Heavenly Cinnamon Rolls


Ingredients

  • 4 1/4 to 4 3/4 cups all-purpose flour
  • 1 package active dry yeast
  • 1 cup milk
  • 1 cup mashed, cooked potato*
  • 1/3 cup butter
  • 1/3 cup granulated sugar
  • 1 teaspoon salt
  • 2 eggs
  • 1/2 cup packed brown sugar
  • 1 tablespoon ground cinnamon
  • 1/4 cup butter, softened
  • Cream Cheese Icing

Directions

In a mixing bowl, combine 1 1/2 cups of the flour and the yeast; set aside. In a medium saucepan, heat and stir milk, mashed potato, the 1/3 cup butter, the granulated sugar, and salt just until warm (120°F to 130°F) and butter almost melts; add to flour mixture along with the eggs. Beat with an electric mixer on low to medium speed for 30 seconds, scraping bowl constantly. Beat on high speed for 3 minutes. Using a wooden spoon, stir in as much of the remaining flour as you can.

Turn dough out onto a lightly floured surface. Knead in enough of the remaining flour to make a moderately soft dough that is smooth and elastic (3 to 5 minutes total). Shape dough into a ball. Place in a lightly greased bowl; turn once to grease surface of dough. Cover; let rise in a warm place until double in size (45 to 60 minutes).

Punch dough down. Turn dough out onto a lightly floured surface. Cover and let rest for 10 minutes. Meanwhile, lightly grease a foil roasting pan; set aside. For filling, in a bowl, stir together brown sugar and cinnamon; set aside.

Roll dough into an 18x12-inch rectangle. Spread the 1/4 cup butter over dough and sprinkle with filling, leaving 1 inch unfilled along one of the long sides. Roll up rectangle, starting from the filled long side. Pinch dough to seal seams. Slice rolled rectangle into 12 equal pieces. Arrange in prepared pan. Cover and let rise in a warm place until nearly double in size (about 30 minutes).
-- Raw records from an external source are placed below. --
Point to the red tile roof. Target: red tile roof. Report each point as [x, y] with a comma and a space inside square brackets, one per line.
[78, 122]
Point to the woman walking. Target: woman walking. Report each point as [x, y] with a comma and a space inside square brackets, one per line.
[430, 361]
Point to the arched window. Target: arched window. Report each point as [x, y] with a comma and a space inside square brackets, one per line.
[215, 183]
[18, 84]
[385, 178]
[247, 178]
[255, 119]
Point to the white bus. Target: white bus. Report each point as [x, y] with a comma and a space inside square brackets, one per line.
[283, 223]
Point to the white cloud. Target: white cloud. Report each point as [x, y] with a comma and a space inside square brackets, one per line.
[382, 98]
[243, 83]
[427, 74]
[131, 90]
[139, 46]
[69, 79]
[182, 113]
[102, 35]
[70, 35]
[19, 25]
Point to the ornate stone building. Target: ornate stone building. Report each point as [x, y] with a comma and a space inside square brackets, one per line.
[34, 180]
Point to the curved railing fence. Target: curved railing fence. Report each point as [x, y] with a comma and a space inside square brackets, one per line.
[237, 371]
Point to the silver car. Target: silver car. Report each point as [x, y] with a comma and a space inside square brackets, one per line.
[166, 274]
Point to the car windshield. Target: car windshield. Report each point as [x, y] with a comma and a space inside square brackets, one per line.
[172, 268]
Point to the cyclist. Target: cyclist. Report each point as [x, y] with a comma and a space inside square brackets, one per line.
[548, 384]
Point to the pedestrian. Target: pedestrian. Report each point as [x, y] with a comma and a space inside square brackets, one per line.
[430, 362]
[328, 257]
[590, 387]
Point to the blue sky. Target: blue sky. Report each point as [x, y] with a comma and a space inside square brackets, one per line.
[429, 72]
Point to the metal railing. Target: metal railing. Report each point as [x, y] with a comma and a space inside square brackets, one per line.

Preheat oven to 375°F. Bake for 25 to 30 minutes or until golden. Cool in pan on a wire rack for 10 minutes; drizzle with Cream Cheese Icing; cool completely.

Cream Cheese Icing:In a mixing bowl, beat one 3-ounce package cream cheese, softened; 2 tablespoons softened butter; and 1 teaspoon vanilla with an electric mixer on medium speed until combined. Gradually beat in 2 1/2 cups powdered sugar until smooth. Beat in milk, 1 teaspoon at a time, to reach spreading consistency.

*Mashed cooked potato: Prick a 10-ounce unpeeled potato all over with a fork. Microwave on 100 percent power (high) for 5 to 7 minutes or until tender. Halve potato and scoop pulp out of skin into a bowl; discard skin. Mash the potato pulp with a potato masher or an electric mixer on low speed. Measure 1 cup of mashed potato.

Make-Ahead Directions: Prepare as above through Step 4, except do not let rise after shaping. Cover loosely with oiled waxed paper, then with plastic wrap. Chill for 2 to 24 hours. Before baking, let chilled rolls stand, covered, for 30 minutes at room temperature. Uncover and bake as directed.